# End-to-end credit card fraud detection with Federated XGBoost

This notebook shows how to convert an existing tabular credit dataset, enrich and pre-process the data using a single site (like a centralized dataset), and then convert this centralized process into federated ETL steps easily. Then, construct a federated XGBoost; the only thing the user needs to define is the XGBoost data loader. 

## Install requirements


In [None]:
%pip install -r requirements.txt

## Step 1: Data Preparation 
First, we prepare the data by adding random transactional information to the base creditcard dataset following the below script:

* [prepare data](./notebooks/prepare_data.ipynb)

## Step 2: Feature Analysis

For this stage, we would like to analyze the data, understand the features, and derive (and encode) secondary features that can be more useful for building the model.

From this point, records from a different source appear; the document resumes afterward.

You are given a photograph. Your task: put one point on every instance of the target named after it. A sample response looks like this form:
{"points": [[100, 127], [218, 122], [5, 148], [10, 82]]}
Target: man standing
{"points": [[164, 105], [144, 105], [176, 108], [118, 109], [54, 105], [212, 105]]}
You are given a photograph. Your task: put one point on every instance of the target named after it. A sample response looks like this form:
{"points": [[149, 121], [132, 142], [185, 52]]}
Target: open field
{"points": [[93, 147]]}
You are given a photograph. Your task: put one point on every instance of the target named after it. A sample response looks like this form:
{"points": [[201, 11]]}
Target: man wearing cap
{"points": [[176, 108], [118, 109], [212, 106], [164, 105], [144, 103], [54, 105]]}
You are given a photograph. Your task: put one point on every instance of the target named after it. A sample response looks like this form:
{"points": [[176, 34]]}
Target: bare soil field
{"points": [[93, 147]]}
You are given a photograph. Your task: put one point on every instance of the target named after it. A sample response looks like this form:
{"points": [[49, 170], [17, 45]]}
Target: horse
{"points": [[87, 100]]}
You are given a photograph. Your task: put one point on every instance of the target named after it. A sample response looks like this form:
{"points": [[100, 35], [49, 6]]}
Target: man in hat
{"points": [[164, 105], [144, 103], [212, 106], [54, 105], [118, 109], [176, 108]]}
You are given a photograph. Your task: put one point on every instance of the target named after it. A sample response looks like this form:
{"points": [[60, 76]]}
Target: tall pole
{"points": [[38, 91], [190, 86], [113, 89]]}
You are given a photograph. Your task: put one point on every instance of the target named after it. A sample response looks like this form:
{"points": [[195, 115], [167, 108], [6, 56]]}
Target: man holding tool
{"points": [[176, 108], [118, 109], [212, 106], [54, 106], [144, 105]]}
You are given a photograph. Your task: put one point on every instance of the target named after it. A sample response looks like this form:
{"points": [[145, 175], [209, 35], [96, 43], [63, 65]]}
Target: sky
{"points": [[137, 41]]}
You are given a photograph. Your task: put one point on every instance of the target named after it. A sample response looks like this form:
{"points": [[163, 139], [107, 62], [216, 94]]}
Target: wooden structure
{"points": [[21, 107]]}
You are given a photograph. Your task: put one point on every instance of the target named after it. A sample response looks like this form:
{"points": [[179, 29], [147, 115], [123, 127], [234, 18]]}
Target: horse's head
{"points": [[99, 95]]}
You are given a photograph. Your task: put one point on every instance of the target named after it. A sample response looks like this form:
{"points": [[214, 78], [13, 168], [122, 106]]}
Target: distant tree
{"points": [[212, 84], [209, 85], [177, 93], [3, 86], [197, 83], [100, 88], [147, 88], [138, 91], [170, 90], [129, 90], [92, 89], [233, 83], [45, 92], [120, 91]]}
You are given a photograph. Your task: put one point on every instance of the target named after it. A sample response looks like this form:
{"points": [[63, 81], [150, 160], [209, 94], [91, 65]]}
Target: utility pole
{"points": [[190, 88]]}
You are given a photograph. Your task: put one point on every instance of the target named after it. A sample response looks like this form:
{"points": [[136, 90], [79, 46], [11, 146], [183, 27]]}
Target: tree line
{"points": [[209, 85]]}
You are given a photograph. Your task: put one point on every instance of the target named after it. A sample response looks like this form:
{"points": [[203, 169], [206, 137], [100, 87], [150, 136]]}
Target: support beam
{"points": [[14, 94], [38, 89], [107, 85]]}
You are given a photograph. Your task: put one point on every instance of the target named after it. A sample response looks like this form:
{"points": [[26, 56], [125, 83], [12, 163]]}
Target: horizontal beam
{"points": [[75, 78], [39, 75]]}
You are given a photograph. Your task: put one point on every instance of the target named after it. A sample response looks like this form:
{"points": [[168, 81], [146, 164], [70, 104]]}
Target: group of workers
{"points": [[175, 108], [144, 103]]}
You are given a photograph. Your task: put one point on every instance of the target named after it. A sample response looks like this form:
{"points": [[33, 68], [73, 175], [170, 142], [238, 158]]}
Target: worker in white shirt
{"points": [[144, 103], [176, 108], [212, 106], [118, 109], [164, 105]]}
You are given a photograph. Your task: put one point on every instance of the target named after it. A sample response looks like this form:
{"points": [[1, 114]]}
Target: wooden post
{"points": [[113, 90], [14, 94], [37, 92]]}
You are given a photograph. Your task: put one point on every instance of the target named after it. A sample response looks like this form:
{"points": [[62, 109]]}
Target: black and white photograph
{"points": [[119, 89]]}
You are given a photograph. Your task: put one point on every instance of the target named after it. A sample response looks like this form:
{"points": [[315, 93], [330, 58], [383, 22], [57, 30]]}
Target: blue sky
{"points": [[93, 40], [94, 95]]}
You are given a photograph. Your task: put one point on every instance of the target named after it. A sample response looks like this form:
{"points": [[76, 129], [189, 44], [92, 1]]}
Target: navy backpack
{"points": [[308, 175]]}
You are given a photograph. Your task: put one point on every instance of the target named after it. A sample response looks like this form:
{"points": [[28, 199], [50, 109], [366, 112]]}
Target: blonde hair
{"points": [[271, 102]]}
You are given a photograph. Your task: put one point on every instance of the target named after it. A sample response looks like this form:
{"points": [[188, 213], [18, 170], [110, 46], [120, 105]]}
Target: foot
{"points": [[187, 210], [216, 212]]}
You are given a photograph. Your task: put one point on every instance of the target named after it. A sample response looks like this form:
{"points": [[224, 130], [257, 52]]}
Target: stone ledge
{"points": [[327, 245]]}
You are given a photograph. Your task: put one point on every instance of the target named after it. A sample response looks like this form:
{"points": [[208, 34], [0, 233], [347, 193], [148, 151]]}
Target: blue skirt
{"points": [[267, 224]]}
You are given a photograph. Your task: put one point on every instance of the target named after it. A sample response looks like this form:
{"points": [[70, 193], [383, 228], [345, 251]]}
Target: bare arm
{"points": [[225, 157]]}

Towards this goal, there are two options:
1. **Feature Enrichment**: This process involves adding new features based on the existing data. For example, we can calculate the average transaction amount for each currency and add this as a new feature. 
2. **Feature Encoding**: This process involves encoding the current features and transforming them to embedding space via machine learning models. This model can be either pre-trained, or trained with the candidate dataset.

Considering the fact that the only two numerical features in the dataset are "Amount" and "Time", we will perform feature enrichment first. Optionally, we can also perform feature encoding. In this example, we use a graph neural network (GNN); we will train the GNN model in a federated, unsupervised fashion and then use the model to encode the features for all sites. 

### Step 2.1: Rule-based Feature Enrichment

#### Single-site Enrichment and Additional Processing
The detailed feature enrichment step is illustrated using one site as example: 

* [feature_enrichments with-one-site](./notebooks/feature_enrichment.ipynb)

Similarly, we examine the additional pre-processing step using one site: 

* [pre-processing with one-site](./notebooks/pre_process.ipynb)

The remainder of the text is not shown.